49. Le contrôle
Ernest n'approuve pas ces recherches.
Nous ne nous cachons plus rien ; il sait que je suis un Sysade. Mais il a tendance à croire, comme tout Avalon, que les pouvoirs des Sysades se sont émoussés avec le temps. Ce n'est pas vrai ; c'est juste notre connaissance que nous échouons à transmettre. Que donnerais-je pour pouvoir discuter avec mon grand-père !
Clodomir d'Embert, Journal
« Réveille-toi, Aelys. »
Le train était à l'arrêt. Au dehors, le soleil brûlait un champ d'orge couleur de cuivre. Quelques bâtiments en bois étaient abandonnés au bord de la voie ; un anémomètre à coupelles surmonté d'une girouette en forme de dragon tournait dans le vide en grinçant.
Sur la banquette d'en face, leur voisin avait rangé son journal et ses notes ; il consulta sa montre à gousset et fronça des sourcils ; le train devait avoir du retard.
« Qu'est-ce qu'il y a ?
— Nous sommes arrivés à la frontière, indiqua Lor. Nous entrons officiellement dans le Grand-Duché de Silbashe. Ils vont contrôler notre identité ; c'est le moment de faire ton plus beau sourire. »
La porte coulissa pour laisser passer un ventre, suivi de son propriétaire. En étudiant son visage, un phrénologiste aurait certainement identifié le chaînon manquant entre l'homme et le caillou. Nous dirons simplement qu'il n'était pas très expressif.
« Papiers, billet. 'ci, 'journée. Papiers, billet. 'ci, 'journée. Papiers, billet. 'ci, 'journée. »
Aelys relâcha sa respiration trop vite ; l'homme avait quatre corbeaux sur ses talons. Un des Paladins entra à son tour dans la cabine pour les observer, bras croisés, sans mot dire.
Lor lui sourit.
Le Paladin tourna le dos et claqua la porte derrière lui.
« Ça s'est plutôt bien passé » constata le jeune homme.
Aelys se pencha de nouveau sur la vitre, essayant de calmer les battements de son cœur.
« Nous n'avons roulé que trois ou quatre cent kilomètres, constata-t-elle. Il nous reste encore un gros trajet.

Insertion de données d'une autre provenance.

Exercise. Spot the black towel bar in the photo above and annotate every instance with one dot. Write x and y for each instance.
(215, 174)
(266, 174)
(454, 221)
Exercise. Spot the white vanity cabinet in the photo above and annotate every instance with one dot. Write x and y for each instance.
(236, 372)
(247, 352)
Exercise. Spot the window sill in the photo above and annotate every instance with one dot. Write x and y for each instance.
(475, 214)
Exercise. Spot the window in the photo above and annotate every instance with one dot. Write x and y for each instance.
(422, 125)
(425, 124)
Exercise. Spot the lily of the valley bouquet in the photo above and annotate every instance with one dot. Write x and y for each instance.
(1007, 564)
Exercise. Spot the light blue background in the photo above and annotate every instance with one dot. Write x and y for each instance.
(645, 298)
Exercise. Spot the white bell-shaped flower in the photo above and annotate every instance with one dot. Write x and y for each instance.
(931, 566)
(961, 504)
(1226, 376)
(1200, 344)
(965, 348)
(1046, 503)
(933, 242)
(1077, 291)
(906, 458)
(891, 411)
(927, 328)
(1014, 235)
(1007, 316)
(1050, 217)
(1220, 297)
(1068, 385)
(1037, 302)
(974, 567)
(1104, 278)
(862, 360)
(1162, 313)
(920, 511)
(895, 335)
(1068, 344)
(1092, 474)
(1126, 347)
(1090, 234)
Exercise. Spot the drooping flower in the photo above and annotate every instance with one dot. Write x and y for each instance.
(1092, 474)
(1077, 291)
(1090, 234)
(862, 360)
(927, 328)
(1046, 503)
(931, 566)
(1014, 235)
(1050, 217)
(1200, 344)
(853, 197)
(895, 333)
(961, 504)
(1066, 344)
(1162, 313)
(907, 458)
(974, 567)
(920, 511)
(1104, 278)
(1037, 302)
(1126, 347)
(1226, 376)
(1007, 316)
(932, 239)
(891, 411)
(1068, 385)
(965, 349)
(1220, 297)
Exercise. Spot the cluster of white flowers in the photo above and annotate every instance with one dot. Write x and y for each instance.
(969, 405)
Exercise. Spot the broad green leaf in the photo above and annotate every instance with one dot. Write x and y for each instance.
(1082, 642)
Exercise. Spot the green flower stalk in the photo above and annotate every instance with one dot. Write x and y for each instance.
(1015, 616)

— C'est toujours ça de pris. Mes pieds s'en porteront mieux. »
Lor se gratta la paume d'un air pensif.
« Je ne suis pas sûr que le train fasse tout le trajet jusqu'à Kels. Ce n'est même pas marqué sur les billets. Au mieux, on s'arrêtera quelque part dans le Grand-Duché. Où est-ce que vous allez, mon brave ? » Lança-t-il en direction de leur voisin.
L'homme parut hésiter avant de répondre, comme s'il craignait de se faire détrousser à la descente du train.
« Tolenburg, marmonna-t-il dans sa moustache. Le terminus.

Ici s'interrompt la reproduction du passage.